The result will be a passing of $ from you to the dealer.
This is one of the oldest profit makers for dealers that exists.
They will actually apply something to the trailer.
Their cost for all the material and labor will be under $50.
You can do it yourself.

Dave


----------



## Sayonara (Jul 23, 2007)

Didnt do it. Could not justify the cost.


----------



## California Jim (Dec 11, 2003)

Sorry to be a bummer about this, but.... If there were some amazing exterior coating available it would be advertised like crazy in all the RV mags, TV, etc.... I highly doubt that they will do anything but cause you to be too lax in your needed exterior maintenance.

Bummer finished.

Now go enjoy that new rig


----------



## dammawpa (Oct 18, 2007)

Thanks for all your input.
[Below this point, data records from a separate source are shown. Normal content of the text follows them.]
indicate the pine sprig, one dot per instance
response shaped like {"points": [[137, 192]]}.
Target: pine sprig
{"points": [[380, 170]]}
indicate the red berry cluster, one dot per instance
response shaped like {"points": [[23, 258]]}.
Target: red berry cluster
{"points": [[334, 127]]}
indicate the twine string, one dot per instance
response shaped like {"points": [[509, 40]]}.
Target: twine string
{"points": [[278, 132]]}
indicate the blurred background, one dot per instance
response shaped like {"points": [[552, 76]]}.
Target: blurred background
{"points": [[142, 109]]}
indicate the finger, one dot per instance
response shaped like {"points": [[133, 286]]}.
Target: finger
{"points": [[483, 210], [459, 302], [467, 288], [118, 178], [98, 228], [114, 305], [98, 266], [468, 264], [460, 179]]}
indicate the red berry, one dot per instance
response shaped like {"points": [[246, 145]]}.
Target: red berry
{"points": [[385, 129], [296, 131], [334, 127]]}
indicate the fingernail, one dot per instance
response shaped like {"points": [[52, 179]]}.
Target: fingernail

After more discussion with DW, I have decided to use the $ for the Rally and factory tour to see why they don't apply this gunk there.


----------



## Sayonara (Jul 23, 2007)

dammawpa said:


> Thanks for all your input. After more discussion with DW, I have decided to use the $ for the Rally and factory tour to see why they don't apply this gunk there.


Good Choice! you will be able to see the gunk they dont apply and the all the gunk they do...


----------



## N7OQ (Jun 10, 2006)

I bought a Chevy truck back in 1989 and had this finish put on, and they said I would not have to wax for 5 years. Well it look good the day they did it and 5 years later the paint was pealing off. The paint pealing was a Chevy problem the white paint didn't stick to the under coating. But I did have to wax the truck a few months after getting the treatment because the paint lost it's shine. BTW I still had this truck when my Son was in grade school and I would take him to school and pick him up, well one day he got into the truck and said Dad your truck looks like a cow. Oh well other than the bad paint I had over 200,000 miles on that truck when I traded it in and it still ran great, and the only thing I did was oil and lube jobs every 3 or 4 thousand miles and other minor maintenance, it still had the stock brakes on it.


----------